Male infants who grow slowly in the first year of life may wind up
making less money in middle age, according to a British study. The
researchers behind the study believe that slow growth in infancy may
hamper brain development.
By
Colin Allen, published on June 01, 2003
Male infants who grow slowly in the first year of life may wind up
making less money in middle age, according to a British study. The
researchers behind the study believe that slow growth in infancy may
hamper brain development.
In the first year of life, the brain has not yet finished
developing, notes study author David Barker, Ph.D. a researcher at the
University of Southampton in England. As a result, children who grow
slowly in the first year of life may not develop mental capabilities as
quickly as their faster-growing peers.
With help from the National Public Health Institute in Helsinki,
Finland and Southampton colleague Clive Osmond, Ph.D., Barker studied
4,630 men born in Helsinki between 1934 and 1944. Each subject's height
was tracked until the age of 12. The team matched up this information
with education, income and occupation data from the 1990 census.

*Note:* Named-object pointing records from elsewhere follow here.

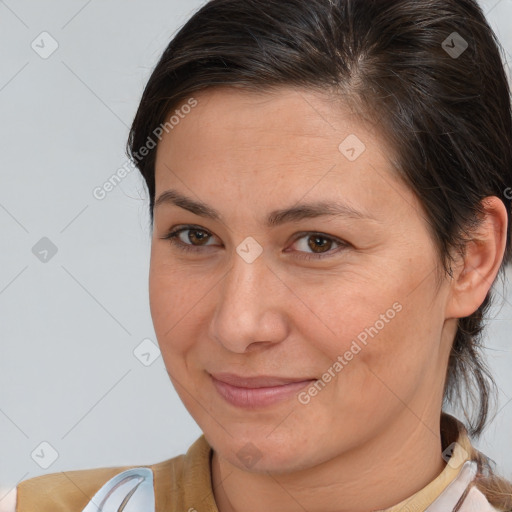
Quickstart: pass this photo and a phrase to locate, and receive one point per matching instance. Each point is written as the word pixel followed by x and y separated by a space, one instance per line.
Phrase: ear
pixel 475 273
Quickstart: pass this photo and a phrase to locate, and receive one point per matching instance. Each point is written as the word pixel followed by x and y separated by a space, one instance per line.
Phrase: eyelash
pixel 173 235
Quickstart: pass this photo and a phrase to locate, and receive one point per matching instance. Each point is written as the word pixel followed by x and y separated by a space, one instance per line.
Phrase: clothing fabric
pixel 183 484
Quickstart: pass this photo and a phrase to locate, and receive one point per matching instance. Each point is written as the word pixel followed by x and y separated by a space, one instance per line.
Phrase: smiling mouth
pixel 256 392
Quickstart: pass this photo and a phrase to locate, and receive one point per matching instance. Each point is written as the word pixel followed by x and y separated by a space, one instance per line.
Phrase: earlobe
pixel 477 270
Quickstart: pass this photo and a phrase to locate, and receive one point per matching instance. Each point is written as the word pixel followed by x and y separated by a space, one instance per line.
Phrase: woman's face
pixel 307 260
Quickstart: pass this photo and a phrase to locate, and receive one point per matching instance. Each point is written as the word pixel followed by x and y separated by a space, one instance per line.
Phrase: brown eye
pixel 318 246
pixel 319 243
pixel 197 236
pixel 193 241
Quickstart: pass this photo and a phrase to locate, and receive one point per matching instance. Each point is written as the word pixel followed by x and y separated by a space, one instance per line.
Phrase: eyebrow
pixel 275 218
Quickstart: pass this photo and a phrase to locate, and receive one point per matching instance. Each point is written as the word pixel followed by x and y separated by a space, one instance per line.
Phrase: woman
pixel 328 189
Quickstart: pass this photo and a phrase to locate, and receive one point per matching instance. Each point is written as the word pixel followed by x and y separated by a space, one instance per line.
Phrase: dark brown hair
pixel 431 76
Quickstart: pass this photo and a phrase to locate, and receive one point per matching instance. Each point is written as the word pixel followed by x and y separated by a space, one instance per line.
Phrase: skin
pixel 373 431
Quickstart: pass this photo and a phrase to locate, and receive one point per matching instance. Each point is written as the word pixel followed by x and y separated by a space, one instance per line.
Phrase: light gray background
pixel 69 326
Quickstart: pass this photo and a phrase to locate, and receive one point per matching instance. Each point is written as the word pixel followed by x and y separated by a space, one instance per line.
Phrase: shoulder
pixel 8 499
pixel 71 491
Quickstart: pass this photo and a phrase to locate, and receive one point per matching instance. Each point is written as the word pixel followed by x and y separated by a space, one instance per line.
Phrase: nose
pixel 250 310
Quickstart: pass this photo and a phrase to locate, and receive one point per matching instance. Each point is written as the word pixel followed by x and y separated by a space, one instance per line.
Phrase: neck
pixel 380 474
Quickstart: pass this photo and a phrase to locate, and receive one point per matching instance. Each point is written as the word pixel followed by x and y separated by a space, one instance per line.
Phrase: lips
pixel 263 381
pixel 257 392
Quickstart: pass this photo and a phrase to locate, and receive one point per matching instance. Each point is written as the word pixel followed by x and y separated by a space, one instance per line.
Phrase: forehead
pixel 282 143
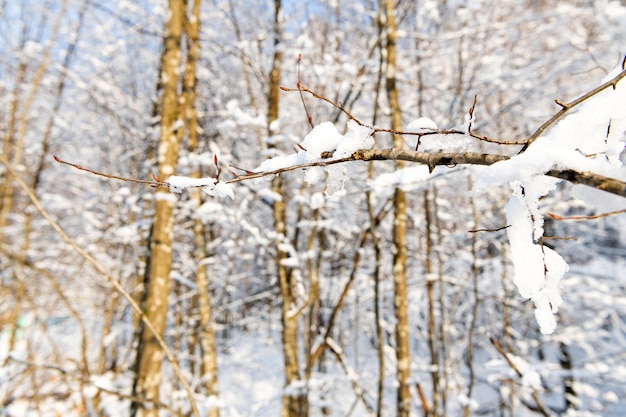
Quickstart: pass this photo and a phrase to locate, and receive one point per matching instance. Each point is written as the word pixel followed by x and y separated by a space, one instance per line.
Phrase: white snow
pixel 422 125
pixel 591 138
pixel 209 185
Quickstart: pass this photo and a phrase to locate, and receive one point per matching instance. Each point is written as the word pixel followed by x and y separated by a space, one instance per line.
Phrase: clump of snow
pixel 324 138
pixel 422 125
pixel 406 179
pixel 591 139
pixel 211 186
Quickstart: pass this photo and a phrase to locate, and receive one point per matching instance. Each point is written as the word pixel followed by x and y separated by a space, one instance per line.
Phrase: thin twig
pixel 592 217
pixel 154 183
pixel 102 270
pixel 565 107
pixel 540 407
pixel 489 230
pixel 611 185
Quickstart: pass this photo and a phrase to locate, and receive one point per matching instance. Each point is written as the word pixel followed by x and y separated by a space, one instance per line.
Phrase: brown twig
pixel 611 185
pixel 592 217
pixel 299 85
pixel 302 88
pixel 489 230
pixel 153 183
pixel 540 407
pixel 565 107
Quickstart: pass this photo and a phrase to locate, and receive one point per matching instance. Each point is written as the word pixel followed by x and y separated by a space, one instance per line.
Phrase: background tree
pixel 55 307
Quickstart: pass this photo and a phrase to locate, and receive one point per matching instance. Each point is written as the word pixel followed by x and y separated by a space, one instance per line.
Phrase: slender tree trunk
pixel 206 330
pixel 432 331
pixel 399 227
pixel 149 355
pixel 294 404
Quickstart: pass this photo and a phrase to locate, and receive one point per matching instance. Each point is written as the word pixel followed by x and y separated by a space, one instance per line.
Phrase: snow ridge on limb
pixel 580 148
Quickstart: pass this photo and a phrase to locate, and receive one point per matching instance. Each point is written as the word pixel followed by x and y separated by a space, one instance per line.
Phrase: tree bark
pixel 149 354
pixel 399 226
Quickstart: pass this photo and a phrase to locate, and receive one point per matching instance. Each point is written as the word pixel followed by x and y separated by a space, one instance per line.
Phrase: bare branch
pixel 592 217
pixel 565 107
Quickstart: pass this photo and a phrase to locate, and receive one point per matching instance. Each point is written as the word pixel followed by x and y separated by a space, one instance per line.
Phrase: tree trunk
pixel 399 226
pixel 294 404
pixel 149 355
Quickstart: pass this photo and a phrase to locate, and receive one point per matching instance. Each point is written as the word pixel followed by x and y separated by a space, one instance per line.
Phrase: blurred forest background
pixel 291 299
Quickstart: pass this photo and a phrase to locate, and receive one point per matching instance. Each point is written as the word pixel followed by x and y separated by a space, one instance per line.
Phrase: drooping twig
pixel 153 183
pixel 540 407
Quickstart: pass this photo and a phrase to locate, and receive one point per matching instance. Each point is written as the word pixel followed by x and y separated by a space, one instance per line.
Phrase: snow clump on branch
pixel 589 140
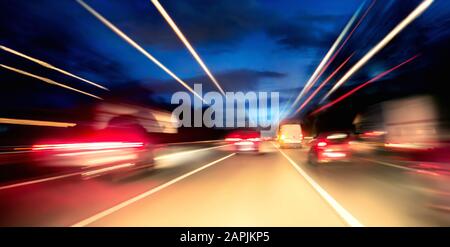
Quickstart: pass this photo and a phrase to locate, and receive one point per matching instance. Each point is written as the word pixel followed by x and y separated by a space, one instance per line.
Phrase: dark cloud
pixel 222 24
pixel 234 80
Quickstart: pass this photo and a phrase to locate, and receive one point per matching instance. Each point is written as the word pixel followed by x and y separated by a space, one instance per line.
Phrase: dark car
pixel 330 147
pixel 245 140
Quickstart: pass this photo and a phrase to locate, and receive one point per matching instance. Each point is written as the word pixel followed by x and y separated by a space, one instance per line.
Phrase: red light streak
pixel 322 85
pixel 340 47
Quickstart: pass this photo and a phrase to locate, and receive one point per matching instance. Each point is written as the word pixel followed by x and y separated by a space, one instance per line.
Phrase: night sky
pixel 266 45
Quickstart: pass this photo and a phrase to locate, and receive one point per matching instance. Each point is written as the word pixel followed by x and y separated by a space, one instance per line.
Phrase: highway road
pixel 207 184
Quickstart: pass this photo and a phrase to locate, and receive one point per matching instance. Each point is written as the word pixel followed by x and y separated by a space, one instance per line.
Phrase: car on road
pixel 118 139
pixel 330 147
pixel 290 135
pixel 245 140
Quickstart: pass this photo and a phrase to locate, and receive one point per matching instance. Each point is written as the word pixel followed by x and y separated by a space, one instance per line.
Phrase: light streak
pixel 47 80
pixel 36 122
pixel 186 43
pixel 319 68
pixel 49 66
pixel 411 17
pixel 322 85
pixel 136 46
pixel 348 94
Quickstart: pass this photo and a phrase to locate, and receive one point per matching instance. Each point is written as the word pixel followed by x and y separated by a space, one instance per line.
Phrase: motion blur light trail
pixel 136 46
pixel 47 80
pixel 411 17
pixel 348 94
pixel 337 52
pixel 323 84
pixel 322 66
pixel 49 66
pixel 186 43
pixel 36 122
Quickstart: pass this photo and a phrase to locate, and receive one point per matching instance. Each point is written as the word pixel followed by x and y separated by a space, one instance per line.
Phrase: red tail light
pixel 87 146
pixel 321 144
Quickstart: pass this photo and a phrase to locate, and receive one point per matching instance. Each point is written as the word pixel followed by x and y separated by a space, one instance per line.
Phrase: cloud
pixel 221 24
pixel 232 81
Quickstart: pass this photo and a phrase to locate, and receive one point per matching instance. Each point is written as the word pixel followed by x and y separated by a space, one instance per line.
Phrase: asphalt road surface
pixel 208 184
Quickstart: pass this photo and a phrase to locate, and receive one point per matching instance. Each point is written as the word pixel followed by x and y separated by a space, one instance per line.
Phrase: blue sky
pixel 266 45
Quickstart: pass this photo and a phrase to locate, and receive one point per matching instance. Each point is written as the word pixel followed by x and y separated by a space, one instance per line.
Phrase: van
pixel 290 135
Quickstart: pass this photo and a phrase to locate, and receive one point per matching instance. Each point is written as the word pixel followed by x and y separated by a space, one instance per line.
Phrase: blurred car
pixel 245 140
pixel 330 147
pixel 290 135
pixel 117 139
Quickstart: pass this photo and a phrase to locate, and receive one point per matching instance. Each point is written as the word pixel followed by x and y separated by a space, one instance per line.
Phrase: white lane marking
pixel 39 181
pixel 168 156
pixel 121 205
pixel 162 157
pixel 341 211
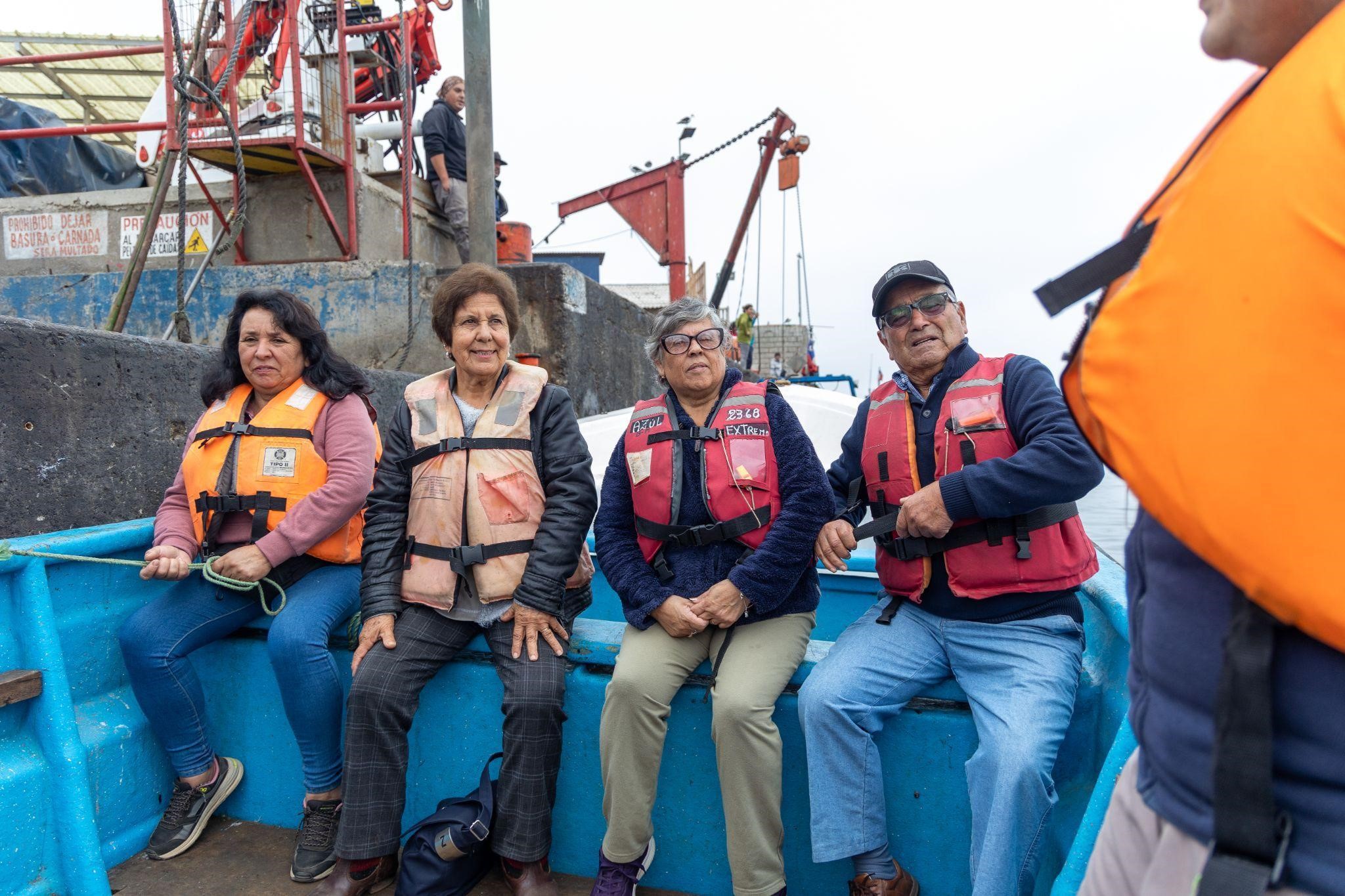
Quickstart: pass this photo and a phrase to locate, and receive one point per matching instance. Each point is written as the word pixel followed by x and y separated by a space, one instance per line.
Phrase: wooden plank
pixel 19 684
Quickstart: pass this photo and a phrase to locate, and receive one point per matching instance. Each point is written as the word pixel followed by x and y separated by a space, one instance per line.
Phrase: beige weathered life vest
pixel 487 482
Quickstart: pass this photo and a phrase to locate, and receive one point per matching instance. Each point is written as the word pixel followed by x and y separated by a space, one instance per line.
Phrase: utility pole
pixel 481 139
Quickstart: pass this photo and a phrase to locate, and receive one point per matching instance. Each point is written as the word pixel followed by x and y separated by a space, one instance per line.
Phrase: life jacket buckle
pixel 472 554
pixel 911 548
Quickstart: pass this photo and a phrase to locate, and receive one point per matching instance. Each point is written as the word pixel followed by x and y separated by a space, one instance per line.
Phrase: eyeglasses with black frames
pixel 681 343
pixel 930 305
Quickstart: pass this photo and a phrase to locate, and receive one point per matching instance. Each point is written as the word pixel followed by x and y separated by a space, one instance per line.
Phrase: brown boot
pixel 900 885
pixel 342 883
pixel 531 879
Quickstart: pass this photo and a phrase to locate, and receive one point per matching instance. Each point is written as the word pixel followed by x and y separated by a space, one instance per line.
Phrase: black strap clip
pixel 911 547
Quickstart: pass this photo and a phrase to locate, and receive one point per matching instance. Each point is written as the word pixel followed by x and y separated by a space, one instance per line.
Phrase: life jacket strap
pixel 464 555
pixel 260 505
pixel 238 427
pixel 1251 834
pixel 445 446
pixel 703 433
pixel 689 536
pixel 1097 273
pixel 1020 528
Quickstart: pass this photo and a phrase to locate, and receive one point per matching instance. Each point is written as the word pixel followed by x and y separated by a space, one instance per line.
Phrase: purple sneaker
pixel 619 879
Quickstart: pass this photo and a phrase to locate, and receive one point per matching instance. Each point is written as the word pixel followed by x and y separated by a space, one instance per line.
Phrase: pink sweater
pixel 342 437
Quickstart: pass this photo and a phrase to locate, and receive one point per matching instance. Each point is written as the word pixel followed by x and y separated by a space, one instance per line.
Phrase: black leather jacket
pixel 565 468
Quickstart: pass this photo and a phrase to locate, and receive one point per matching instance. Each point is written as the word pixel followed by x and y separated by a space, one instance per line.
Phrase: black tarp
pixel 58 164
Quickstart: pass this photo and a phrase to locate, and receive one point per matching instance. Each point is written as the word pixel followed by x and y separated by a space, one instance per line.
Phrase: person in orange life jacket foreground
pixel 711 503
pixel 272 482
pixel 477 524
pixel 1174 794
pixel 981 551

Their findings: Men who were 28 inches or shorter at the end of
their first year of life earned an average of $25,000 in their 50s. Those
who were 31 inches or taller on their first birthday earned on average
more than $36,000 in their fifth decade. The connection seemed to hold
regardless of the baby's socioeconomic status at birth.
Barker points out that the growth period in the first year of life
is crucial for the liver as well: A parallel study with the same group of
subjects found shorter infants are also at greater risk for type 2
diabetes, possibly due to delayed liver development.
His findings will be discussed at the Second World Congress on
Fetal Origins of Adult Diseases in Brighton, England.